How do we build an explanation module for the sequence similarity problem that can scale to the data rate?
Problem-2
The kafka consumer stores sequences to a persistent store. On the hour, a cron job must run in order to group these sequences based on some similarity characteristic.
Questions
Looks like a clustering problem. What clustering algorithm can we use given the characteristics mentioned above?
Every hour new sequences seem to be added. This means the clustering job must progressively handle more and more data. How can we scale the clustering job? Will the clustering algorithm and the similarity function impact the solution?
Do we need a different similarity function for clustering or can we use the same function used in problem-1?
Problem-3
We have a visualization screen where we need to plot each sequence in a 3D coordinate space. That means each sequence will be a point in a cube.
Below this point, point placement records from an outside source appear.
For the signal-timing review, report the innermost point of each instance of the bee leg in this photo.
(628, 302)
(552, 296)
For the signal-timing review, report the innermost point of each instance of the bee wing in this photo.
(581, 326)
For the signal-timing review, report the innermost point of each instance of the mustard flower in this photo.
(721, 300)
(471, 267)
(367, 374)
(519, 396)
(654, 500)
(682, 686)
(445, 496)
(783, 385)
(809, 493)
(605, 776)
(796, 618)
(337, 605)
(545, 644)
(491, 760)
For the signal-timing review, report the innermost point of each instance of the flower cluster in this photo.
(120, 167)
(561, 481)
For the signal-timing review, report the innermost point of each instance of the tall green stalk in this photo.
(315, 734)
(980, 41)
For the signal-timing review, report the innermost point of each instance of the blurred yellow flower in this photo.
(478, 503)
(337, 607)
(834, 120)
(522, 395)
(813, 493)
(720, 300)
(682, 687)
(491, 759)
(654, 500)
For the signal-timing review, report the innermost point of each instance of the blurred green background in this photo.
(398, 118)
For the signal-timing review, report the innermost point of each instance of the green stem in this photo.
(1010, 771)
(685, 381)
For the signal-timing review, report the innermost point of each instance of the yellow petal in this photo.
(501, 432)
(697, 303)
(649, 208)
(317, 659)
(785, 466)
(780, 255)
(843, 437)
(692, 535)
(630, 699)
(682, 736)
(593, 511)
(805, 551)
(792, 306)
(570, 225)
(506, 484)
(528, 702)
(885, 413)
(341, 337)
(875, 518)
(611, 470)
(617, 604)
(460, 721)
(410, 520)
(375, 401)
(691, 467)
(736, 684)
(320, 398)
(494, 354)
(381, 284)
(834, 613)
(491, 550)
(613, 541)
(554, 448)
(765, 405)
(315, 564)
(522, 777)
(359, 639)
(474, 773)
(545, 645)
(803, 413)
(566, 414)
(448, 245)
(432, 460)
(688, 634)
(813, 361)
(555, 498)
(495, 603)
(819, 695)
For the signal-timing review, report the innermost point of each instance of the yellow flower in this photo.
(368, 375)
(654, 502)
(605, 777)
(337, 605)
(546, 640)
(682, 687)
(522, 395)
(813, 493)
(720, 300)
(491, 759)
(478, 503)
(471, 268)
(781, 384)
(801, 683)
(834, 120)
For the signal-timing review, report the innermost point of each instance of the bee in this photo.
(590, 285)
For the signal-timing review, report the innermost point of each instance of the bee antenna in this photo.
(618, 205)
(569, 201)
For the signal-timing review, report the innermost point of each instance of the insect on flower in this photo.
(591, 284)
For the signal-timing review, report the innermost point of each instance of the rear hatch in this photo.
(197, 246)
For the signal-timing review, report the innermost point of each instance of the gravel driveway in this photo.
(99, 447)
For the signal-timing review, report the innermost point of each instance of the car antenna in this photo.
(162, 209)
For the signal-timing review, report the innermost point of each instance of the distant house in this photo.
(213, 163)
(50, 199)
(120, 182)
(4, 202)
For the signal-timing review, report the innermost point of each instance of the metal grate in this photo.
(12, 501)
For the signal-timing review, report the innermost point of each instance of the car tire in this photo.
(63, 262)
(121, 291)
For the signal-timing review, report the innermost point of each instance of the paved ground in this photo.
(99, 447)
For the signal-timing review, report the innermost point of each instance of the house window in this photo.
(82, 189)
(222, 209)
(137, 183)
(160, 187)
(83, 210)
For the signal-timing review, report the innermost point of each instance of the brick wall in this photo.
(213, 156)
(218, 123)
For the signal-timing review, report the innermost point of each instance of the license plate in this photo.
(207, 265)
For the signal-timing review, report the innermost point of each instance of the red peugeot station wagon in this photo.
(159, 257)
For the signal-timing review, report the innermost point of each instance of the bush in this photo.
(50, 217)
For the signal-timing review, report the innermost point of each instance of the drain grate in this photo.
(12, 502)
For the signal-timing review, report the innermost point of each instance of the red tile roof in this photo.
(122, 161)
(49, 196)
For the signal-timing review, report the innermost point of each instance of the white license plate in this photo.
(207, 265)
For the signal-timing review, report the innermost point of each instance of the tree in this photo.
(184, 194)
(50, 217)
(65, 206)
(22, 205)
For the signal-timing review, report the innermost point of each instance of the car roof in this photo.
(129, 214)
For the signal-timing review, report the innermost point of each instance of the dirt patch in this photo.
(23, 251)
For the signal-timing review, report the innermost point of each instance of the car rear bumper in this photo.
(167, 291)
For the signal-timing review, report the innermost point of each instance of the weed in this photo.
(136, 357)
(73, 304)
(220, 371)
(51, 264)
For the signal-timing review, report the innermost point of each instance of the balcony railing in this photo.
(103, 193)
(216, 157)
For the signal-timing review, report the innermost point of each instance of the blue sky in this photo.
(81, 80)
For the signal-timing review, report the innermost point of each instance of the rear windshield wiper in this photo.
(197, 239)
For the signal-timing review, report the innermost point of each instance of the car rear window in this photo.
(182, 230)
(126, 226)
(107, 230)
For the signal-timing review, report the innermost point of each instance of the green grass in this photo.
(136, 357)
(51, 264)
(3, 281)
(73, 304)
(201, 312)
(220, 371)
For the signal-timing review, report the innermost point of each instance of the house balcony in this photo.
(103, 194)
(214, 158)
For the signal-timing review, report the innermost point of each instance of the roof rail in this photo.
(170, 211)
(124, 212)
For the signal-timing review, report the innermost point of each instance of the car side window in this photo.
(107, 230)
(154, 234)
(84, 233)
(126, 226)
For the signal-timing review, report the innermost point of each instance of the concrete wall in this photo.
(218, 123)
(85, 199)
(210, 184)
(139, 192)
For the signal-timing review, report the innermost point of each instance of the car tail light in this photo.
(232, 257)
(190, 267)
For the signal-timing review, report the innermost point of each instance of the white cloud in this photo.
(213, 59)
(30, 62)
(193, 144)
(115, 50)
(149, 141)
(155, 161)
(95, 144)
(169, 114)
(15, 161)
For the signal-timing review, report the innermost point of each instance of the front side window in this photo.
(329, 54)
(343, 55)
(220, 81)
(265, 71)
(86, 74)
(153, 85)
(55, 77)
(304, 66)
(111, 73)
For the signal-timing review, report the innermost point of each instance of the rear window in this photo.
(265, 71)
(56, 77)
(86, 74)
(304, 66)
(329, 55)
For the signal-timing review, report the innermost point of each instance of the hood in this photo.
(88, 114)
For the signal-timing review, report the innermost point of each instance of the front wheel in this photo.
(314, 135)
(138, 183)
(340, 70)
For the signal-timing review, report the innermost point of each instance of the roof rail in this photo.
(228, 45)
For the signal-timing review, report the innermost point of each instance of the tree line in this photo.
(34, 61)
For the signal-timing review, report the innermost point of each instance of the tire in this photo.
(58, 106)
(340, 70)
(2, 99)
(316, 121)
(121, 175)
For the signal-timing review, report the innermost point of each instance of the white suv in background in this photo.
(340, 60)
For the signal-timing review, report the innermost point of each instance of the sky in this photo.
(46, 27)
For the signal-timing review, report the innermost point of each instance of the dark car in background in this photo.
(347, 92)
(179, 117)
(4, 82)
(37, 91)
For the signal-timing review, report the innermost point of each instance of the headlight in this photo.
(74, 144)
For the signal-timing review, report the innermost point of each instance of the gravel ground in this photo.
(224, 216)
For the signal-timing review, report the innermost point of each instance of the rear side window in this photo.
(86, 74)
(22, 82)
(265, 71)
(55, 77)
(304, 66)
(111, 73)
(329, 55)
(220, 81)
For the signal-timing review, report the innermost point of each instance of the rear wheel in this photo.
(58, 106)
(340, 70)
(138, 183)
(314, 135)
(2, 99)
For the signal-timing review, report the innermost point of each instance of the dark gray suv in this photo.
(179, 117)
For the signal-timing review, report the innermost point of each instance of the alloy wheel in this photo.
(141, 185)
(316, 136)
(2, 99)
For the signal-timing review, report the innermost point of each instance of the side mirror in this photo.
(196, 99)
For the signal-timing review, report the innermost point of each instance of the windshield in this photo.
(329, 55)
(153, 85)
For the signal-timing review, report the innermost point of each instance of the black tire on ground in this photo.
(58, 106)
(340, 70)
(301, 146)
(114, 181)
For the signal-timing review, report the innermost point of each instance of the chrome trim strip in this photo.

Anytime a user reloads the screen the last one hour of sequences should be rendered in this 3D space with minimum refresh delay.
Questions
How can we convert sequences into points in 3D space especially when each sequence can be of a different length and can contain different events?
Will this tie back to problem-2 and problem-1 ?
Problem-4
Another kafka topic emits event streams (not sequences). We need to subscribe to this topic, and at time t we need to predict what the event will be at t+1, t+2
Questions
It feels like a time-series prediction problem involving discrete events. Looks like the input tensors are not only going to be huge, but also sparse. Is there an alternative to standard models for time-series?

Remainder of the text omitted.